Likewise, you can tag module-level let-declarations with [@@coverage off], and they won't be instrumented.

You can also turn off instrumentation for blocks of declarations inside a module with [@@@coverage off] and [@@@coverage on].

Finally, you can exclude an entire file by putting [@@@coverage exclude_file] into its top-level module. However, whenever possible, it is recommended to exclude files by not preprocessing with Bisect_ppx to begin with.


Real-world example examined

Refer to:

The details:

  1. The project depeds on package bisect_ppx, so that Bisect_ppx is installed by opam pin --dev-repo markup and opam install .

  2. There are three libraries in src/, each set to have its sources preprocessed by Bisect_ppx:

    Because of the --conditional flag, preprocessing is enabled only when BISECT_ENABLE=yes is set in the environment, so it is off by default.

  3. A coverage build is triggered by running make coverage. This target...

    • Depends on make clean. This is a workaround until ocaml/dune#57 is solved. The problem is that doing a coverage build, after normal builds, should force all sources to be recompiled, so that they can be instrumented by the Bisect_ppx preprocessor. However, Dune doesn't know about this — it doesn't know that the behavior of the preprocessor depends on the BISECT_ENABLE environment variable.

      Indeed, the preprocessor shouldn't read this environment variable. The preprocessor should just be turned off by Dune when not building for coverage. However, Dune does not currently have the ability to conditionally turn off a preprocessor.

      In any case, to deal with this problem, the project always does a clean build when building for coverage.

    • Does a fresh build with BISECT_ENABLE=yes, causing the sources of the three libraries mentioned above to be instrumented.

    • Runs the test suite. bisect*.coverage files with coverage data are produced as a side effect.

    • Runs bisect-ppx-report to generate both the typical HTML report in _coverage/index.html, and also a textual summary in the terminal for very fast iteration.

  4. make coverage is also used in Travis to submit coverage reports to Coveralls.

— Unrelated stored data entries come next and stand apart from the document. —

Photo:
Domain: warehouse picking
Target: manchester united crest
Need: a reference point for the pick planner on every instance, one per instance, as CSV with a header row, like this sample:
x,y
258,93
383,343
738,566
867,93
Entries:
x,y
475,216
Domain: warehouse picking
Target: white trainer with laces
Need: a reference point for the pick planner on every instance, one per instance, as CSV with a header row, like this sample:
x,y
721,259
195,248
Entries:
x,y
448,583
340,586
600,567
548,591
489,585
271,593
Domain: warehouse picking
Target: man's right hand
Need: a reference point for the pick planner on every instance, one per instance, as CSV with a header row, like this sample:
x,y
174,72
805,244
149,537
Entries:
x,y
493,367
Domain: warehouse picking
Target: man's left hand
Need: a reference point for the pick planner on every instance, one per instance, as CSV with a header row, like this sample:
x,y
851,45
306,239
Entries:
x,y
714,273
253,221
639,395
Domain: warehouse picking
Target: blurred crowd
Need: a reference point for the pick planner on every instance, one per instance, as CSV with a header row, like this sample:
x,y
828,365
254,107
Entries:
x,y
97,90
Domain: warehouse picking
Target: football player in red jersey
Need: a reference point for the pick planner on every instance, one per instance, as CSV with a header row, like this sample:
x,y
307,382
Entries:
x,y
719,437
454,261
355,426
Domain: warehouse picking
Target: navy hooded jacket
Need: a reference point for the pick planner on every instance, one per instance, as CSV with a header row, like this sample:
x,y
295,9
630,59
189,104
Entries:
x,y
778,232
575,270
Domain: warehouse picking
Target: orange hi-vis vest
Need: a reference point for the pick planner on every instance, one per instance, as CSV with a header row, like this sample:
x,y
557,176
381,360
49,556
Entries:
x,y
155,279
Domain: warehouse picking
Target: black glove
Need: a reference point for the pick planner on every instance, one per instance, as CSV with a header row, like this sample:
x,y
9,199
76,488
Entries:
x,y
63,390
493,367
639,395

At the end of make coverage, the bisect*.coverage files are still present, so .travis.yml runs bisect-ppx-report again to generate the Coveralls report. This follows the Coveralls instructions exactly.

    Coveralls can be configured to leave comments about changes in coverage. It is usually configured to at least add an additional check to branches and PRs — see the "3 checks passed" in the hidden Details of the linked PR.

  5. During release, (preprocess (pps bisect_ppx)) is removed from all libraries that are being released. This is typically in a one-commit release branch off master, which is what ends up being tagged.

    This won't be necessary after ocaml/dune#57 is addressed.


Other topics

See advanced usage for:

  • Exhaustiveness checking.
  • Excluding generated files from coverage.
  • Environment variables.

Bisect_ppx users

A small sample of projects using Bisect_ppx:


Contributing

Bug reports and pull requests are warmly welcome. Bisect_ppx is developed on GitHub, so please open an issue.

Bisect_ppx is developed mainly using opam. To get the latest development version, run

opam source --dev-repo --pin bisect_ppx

You will now have a bisect_ppx subdirectory to work in. Try these Makefile targets:

  • make test for unit tests.
  • make usage for build system integration tests, except BuckleScript.
  • make -C test/bucklescript full-test for BuckleScript. This requires NPM and esy.